Korona wrote:
There are several separate problems that you have to solve:
The first one is allowing nested IRQs. x86 allows multiple IRQ priorities (determined by the vector number) and potentially there can be one active IRQ per priority level. In order to allow this you would either have to (i) run IRQs on the usual kernel stack and not via a separate task gate (on i386) or IST stack (on x86_64) or (ii) have some scheme to handle IRQs that overwrite live stacks. Both of these hurdles can possibly be overcome by some engineering. (i) increases the required size of all kernel stacks (which is a problem if your kernel uses one kernel stack per thread) while (ii) is much more difficult to implement correctly. Note that usage of syscall on x86_64 basically demands (ii) because if you run IRQs on the default stack there is a race between stack switching (i.e. movq gs:some_offset, %rsp; swapgs; sysret) and IRQs. This could probably be solved by swapping (no pun intended) swapgs and sysret, at the cost of an additional clobbered register.
The second problem then becomes the implementation of a lockfree scheduler. While something like the O(1) scheduler can be implemented using lockfree linked lists, advanced schedulers require more complex data structures. I do not know of any competitive lockfree tree implementation that would enable something like a lockfree CFS. Note that lockfree data structures usually perform much worse than locking data structures unless there is heavy contention.
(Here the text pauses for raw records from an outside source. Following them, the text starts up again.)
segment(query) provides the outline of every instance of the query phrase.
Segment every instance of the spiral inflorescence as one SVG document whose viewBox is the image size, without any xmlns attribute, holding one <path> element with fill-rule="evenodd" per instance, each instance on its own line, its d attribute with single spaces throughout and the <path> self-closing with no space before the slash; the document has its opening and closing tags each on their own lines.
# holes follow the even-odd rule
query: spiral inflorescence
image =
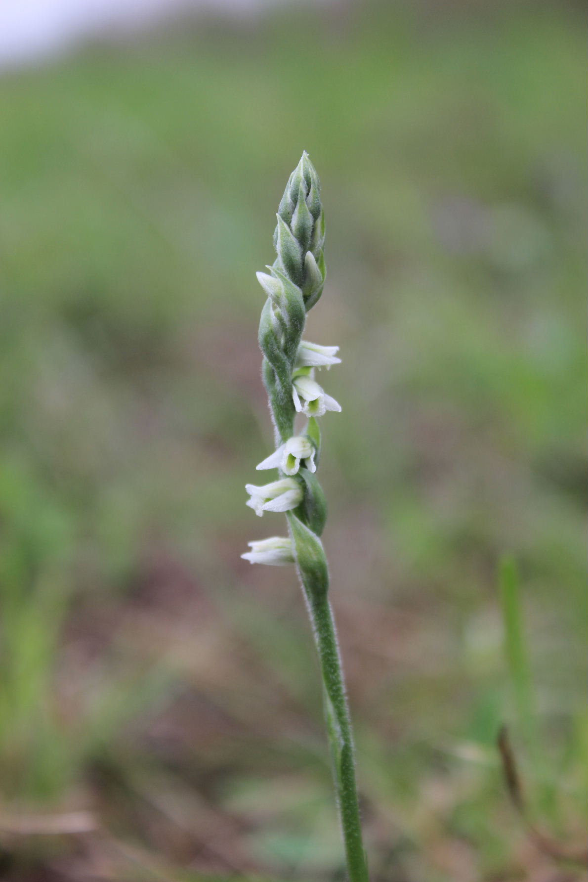
<svg viewBox="0 0 588 882">
<path fill-rule="evenodd" d="M 264 355 L 263 377 L 275 427 L 276 451 L 257 468 L 277 467 L 280 480 L 264 486 L 248 484 L 248 503 L 257 513 L 285 512 L 288 517 L 293 557 L 298 564 L 305 589 L 304 560 L 322 558 L 320 590 L 326 592 L 326 561 L 319 536 L 326 517 L 324 495 L 315 475 L 320 455 L 316 417 L 326 410 L 340 410 L 337 401 L 318 385 L 315 370 L 338 363 L 337 347 L 302 340 L 306 314 L 318 301 L 324 285 L 324 214 L 318 175 L 308 153 L 290 175 L 277 213 L 273 235 L 276 259 L 257 279 L 267 295 L 259 323 L 259 345 Z M 304 430 L 294 435 L 297 414 L 306 415 Z M 286 483 L 285 483 L 286 482 Z M 289 482 L 289 483 L 287 482 Z M 273 541 L 272 537 L 272 541 Z M 269 542 L 269 540 L 268 540 Z M 286 548 L 286 546 L 284 546 Z M 277 561 L 275 543 L 248 552 L 252 563 Z M 285 553 L 286 558 L 286 553 Z M 313 565 L 316 570 L 316 566 Z M 313 582 L 312 589 L 319 586 Z"/>
</svg>

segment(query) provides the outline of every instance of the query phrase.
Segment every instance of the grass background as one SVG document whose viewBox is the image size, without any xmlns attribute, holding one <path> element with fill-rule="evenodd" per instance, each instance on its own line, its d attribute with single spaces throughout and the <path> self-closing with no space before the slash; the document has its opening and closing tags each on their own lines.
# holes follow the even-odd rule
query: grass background
<svg viewBox="0 0 588 882">
<path fill-rule="evenodd" d="M 2 878 L 343 878 L 295 578 L 239 558 L 279 529 L 244 506 L 272 443 L 255 271 L 302 149 L 373 878 L 582 878 L 517 819 L 495 738 L 576 848 L 583 25 L 565 3 L 298 4 L 0 80 Z"/>
</svg>

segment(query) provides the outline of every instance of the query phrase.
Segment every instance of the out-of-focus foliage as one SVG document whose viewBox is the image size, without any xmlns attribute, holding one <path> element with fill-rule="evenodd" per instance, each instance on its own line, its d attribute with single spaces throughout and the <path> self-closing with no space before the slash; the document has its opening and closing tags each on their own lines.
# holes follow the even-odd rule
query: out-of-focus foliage
<svg viewBox="0 0 588 882">
<path fill-rule="evenodd" d="M 324 538 L 374 878 L 548 878 L 502 787 L 503 721 L 537 818 L 575 847 L 583 24 L 555 3 L 297 7 L 0 81 L 14 879 L 40 861 L 40 879 L 130 878 L 139 850 L 158 856 L 141 878 L 340 878 L 300 592 L 239 558 L 275 527 L 244 505 L 271 448 L 255 271 L 303 148 L 327 220 L 309 336 L 343 357 Z M 506 552 L 539 751 L 502 651 Z M 78 809 L 102 829 L 82 857 L 14 833 Z"/>
</svg>

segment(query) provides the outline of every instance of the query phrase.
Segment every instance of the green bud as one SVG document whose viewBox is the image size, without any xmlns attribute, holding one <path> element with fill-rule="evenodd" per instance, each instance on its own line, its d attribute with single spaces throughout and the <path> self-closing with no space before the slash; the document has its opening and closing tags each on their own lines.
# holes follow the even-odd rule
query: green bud
<svg viewBox="0 0 588 882">
<path fill-rule="evenodd" d="M 285 392 L 292 394 L 291 368 L 276 335 L 275 317 L 272 301 L 268 298 L 259 320 L 259 348 L 276 372 L 276 377 Z"/>
<path fill-rule="evenodd" d="M 306 434 L 310 438 L 310 441 L 316 451 L 315 463 L 318 466 L 321 460 L 321 430 L 318 425 L 318 420 L 316 420 L 314 416 L 311 416 L 309 419 L 309 423 L 306 427 Z"/>
<path fill-rule="evenodd" d="M 305 488 L 304 498 L 295 510 L 296 516 L 320 536 L 327 519 L 327 501 L 323 488 L 308 468 L 301 468 L 298 475 L 304 482 Z"/>
<path fill-rule="evenodd" d="M 287 513 L 294 557 L 309 600 L 321 600 L 329 590 L 329 570 L 323 543 L 292 512 Z"/>
<path fill-rule="evenodd" d="M 314 226 L 312 230 L 312 238 L 310 240 L 310 250 L 312 253 L 316 258 L 316 262 L 318 263 L 318 254 L 321 250 L 324 247 L 324 212 L 321 212 L 321 216 Z"/>
<path fill-rule="evenodd" d="M 280 309 L 285 323 L 283 348 L 288 361 L 294 365 L 306 321 L 302 292 L 277 266 L 272 267 L 272 273 L 281 286 Z"/>
<path fill-rule="evenodd" d="M 321 185 L 318 183 L 318 177 L 316 177 L 316 181 L 313 180 L 310 184 L 310 191 L 306 198 L 306 204 L 309 206 L 309 211 L 312 214 L 315 220 L 317 220 L 323 210 L 323 204 L 321 202 Z"/>
<path fill-rule="evenodd" d="M 290 179 L 292 179 L 292 175 L 290 175 Z M 282 196 L 278 207 L 278 213 L 282 220 L 289 224 L 292 220 L 292 215 L 294 214 L 294 208 L 295 202 L 290 196 L 290 181 L 288 181 L 287 186 L 284 191 L 284 195 Z"/>
<path fill-rule="evenodd" d="M 310 244 L 314 220 L 312 214 L 309 211 L 309 206 L 306 204 L 301 182 L 298 191 L 296 208 L 292 217 L 292 223 L 290 227 L 292 228 L 292 232 L 298 240 L 298 244 L 302 250 L 302 254 L 306 253 L 309 249 L 309 245 Z"/>
<path fill-rule="evenodd" d="M 320 252 L 321 257 L 323 252 Z M 323 258 L 323 269 L 324 270 L 324 258 Z M 324 273 L 321 272 L 316 264 L 312 251 L 307 251 L 304 257 L 304 284 L 302 285 L 302 295 L 307 310 L 311 309 L 317 302 L 323 293 L 324 284 Z"/>
<path fill-rule="evenodd" d="M 279 214 L 277 217 L 276 252 L 286 274 L 298 285 L 302 280 L 302 252 L 290 228 L 282 220 Z"/>
</svg>

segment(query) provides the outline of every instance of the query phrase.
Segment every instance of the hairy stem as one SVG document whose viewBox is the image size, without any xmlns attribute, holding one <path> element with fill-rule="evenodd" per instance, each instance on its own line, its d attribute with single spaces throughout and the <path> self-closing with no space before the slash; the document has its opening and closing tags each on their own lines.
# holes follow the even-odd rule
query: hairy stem
<svg viewBox="0 0 588 882">
<path fill-rule="evenodd" d="M 355 782 L 354 738 L 332 609 L 326 595 L 320 598 L 307 595 L 307 601 L 324 687 L 324 712 L 347 872 L 350 882 L 368 882 Z"/>
</svg>

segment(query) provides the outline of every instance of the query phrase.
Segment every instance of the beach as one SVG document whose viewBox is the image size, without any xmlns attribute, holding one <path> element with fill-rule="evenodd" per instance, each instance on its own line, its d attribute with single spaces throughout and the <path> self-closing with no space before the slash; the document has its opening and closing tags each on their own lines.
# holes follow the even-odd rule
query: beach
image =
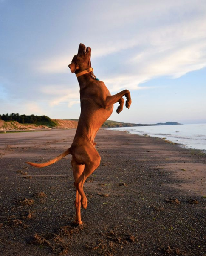
<svg viewBox="0 0 206 256">
<path fill-rule="evenodd" d="M 101 129 L 99 167 L 73 224 L 75 129 L 0 134 L 0 255 L 206 255 L 206 157 L 159 138 Z"/>
</svg>

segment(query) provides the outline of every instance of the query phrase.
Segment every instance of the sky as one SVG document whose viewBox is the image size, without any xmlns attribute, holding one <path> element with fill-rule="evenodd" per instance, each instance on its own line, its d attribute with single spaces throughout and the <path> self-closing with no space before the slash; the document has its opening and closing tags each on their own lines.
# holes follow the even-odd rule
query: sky
<svg viewBox="0 0 206 256">
<path fill-rule="evenodd" d="M 205 0 L 0 0 L 0 114 L 78 119 L 79 43 L 132 103 L 109 119 L 206 123 Z"/>
</svg>

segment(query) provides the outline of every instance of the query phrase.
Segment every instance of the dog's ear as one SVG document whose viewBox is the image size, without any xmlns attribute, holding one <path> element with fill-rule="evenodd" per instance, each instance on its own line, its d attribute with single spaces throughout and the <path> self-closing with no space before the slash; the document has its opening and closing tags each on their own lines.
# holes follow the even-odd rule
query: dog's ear
<svg viewBox="0 0 206 256">
<path fill-rule="evenodd" d="M 87 48 L 85 45 L 83 44 L 80 44 L 79 47 L 78 53 L 78 54 L 81 55 L 84 55 L 86 52 Z"/>
<path fill-rule="evenodd" d="M 69 67 L 72 73 L 74 73 L 76 70 L 79 69 L 79 67 L 78 65 L 76 65 L 73 62 L 72 62 L 69 65 Z"/>
<path fill-rule="evenodd" d="M 86 53 L 88 55 L 88 57 L 90 58 L 91 58 L 91 49 L 88 46 L 87 48 L 87 50 L 86 51 Z"/>
</svg>

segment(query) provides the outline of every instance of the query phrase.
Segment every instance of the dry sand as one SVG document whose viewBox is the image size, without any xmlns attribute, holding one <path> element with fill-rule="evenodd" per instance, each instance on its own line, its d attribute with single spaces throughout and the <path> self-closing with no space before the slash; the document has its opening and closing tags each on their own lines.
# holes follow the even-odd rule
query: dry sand
<svg viewBox="0 0 206 256">
<path fill-rule="evenodd" d="M 73 224 L 75 130 L 0 134 L 0 255 L 206 255 L 206 157 L 156 138 L 101 129 L 84 224 Z"/>
</svg>

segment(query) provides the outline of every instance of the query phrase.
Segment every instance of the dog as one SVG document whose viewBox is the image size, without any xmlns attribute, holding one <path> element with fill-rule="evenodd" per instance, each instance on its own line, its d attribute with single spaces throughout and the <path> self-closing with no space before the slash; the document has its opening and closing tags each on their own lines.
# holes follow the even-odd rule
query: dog
<svg viewBox="0 0 206 256">
<path fill-rule="evenodd" d="M 68 65 L 71 72 L 75 73 L 80 86 L 81 113 L 71 147 L 55 158 L 43 163 L 27 162 L 33 166 L 44 167 L 59 161 L 67 155 L 72 155 L 71 165 L 76 188 L 75 201 L 76 217 L 74 222 L 81 225 L 81 206 L 86 209 L 87 199 L 83 190 L 87 178 L 97 168 L 101 157 L 95 148 L 95 136 L 104 122 L 111 116 L 113 104 L 119 103 L 116 112 L 123 109 L 127 99 L 126 107 L 129 108 L 132 103 L 130 93 L 127 90 L 111 96 L 103 82 L 94 75 L 91 65 L 91 48 L 80 44 L 77 55 Z"/>
</svg>

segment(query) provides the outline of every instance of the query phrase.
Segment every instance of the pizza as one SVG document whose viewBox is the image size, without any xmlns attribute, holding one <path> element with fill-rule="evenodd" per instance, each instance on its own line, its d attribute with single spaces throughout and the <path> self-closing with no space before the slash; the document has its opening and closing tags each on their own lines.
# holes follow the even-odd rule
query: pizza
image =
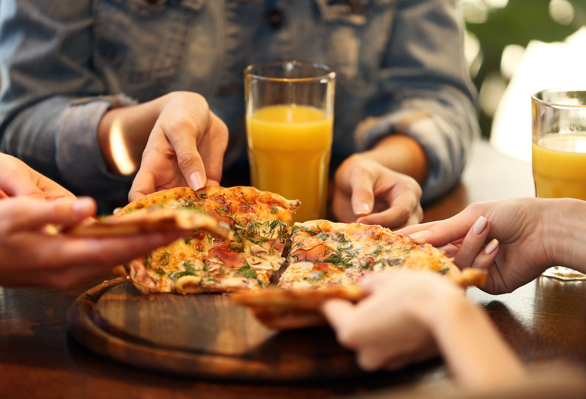
<svg viewBox="0 0 586 399">
<path fill-rule="evenodd" d="M 185 230 L 200 230 L 224 239 L 234 236 L 229 224 L 209 215 L 192 209 L 158 207 L 88 217 L 63 233 L 74 237 L 104 237 Z"/>
<path fill-rule="evenodd" d="M 453 260 L 429 244 L 419 245 L 374 224 L 311 220 L 295 223 L 284 288 L 356 284 L 367 274 L 411 269 L 440 273 L 462 286 L 484 284 L 486 273 L 462 272 Z"/>
<path fill-rule="evenodd" d="M 268 288 L 239 293 L 232 300 L 250 308 L 265 326 L 272 330 L 290 330 L 326 325 L 319 307 L 328 299 L 337 298 L 356 303 L 364 297 L 360 286 L 354 284 L 319 289 Z"/>
<path fill-rule="evenodd" d="M 127 265 L 141 292 L 197 294 L 257 291 L 268 285 L 290 234 L 297 200 L 252 187 L 180 187 L 134 201 L 117 217 L 151 207 L 190 209 L 234 231 L 220 238 L 203 229 L 159 248 Z"/>
<path fill-rule="evenodd" d="M 444 275 L 462 287 L 484 285 L 485 271 L 460 270 L 453 260 L 428 244 L 419 245 L 377 225 L 311 220 L 295 223 L 289 265 L 278 286 L 236 296 L 258 320 L 273 329 L 325 325 L 322 303 L 364 297 L 357 284 L 366 275 L 401 270 Z"/>
</svg>

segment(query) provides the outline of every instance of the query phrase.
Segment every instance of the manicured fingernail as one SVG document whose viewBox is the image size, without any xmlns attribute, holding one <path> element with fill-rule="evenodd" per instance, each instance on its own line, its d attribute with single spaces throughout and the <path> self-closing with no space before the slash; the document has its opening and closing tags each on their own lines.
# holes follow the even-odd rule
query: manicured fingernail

Another problem might be serializing access to thread data structures: For example my scheduler locks threads during scheduling in order to make sure that it is not killed/ptrace()d/whatever during waiting -> running and running -> waiting state transitions. That would have to be solved in a lockfree manner, too.
The last problem is how to perform a context switch with interrupts enabled. This involves multiple problems: For example on x86_64 the kernel might have to do a swapgs during context switch. The IRQ handler would have to deal with situations where there the interrupt occurred after swapgs but before iret. This adds further complications (and thus runtime overhead) to each IRQ dispatch.
Because of these difficulties and overheads I doubt whether such a system would be even desirable.
Sorry, I wasn't clear enough what I meant with "lockfree scheduler". You can use lockfree primitives for a completely lockfree transition but "quick" locks and disable interrupt are also allowed. This as opposed to a scheduler where you disable the interrupts through out most the transition and interrupts a first allowed again "on the other side" in the new context. I'm currently investigating how you can avoid disabling the interrupts for that long in the scheduler as this is really "forever" in computer time.
Correct me if I'm wrong but I think it can be possible if you run in a new context every time including interrupts. In this case an irq stack isn't enough, you would need a new fresh context and stack for every irq handler entry. You can solve this by preallocating those thread for the interrupt handler but for a system with 256 interrupt priorities, do you preallocate 256 threads? Also allocating on demand wouldn't work that well in interrupt handlers as it would likely involve the memory subsystem and you will end up in deadlocks.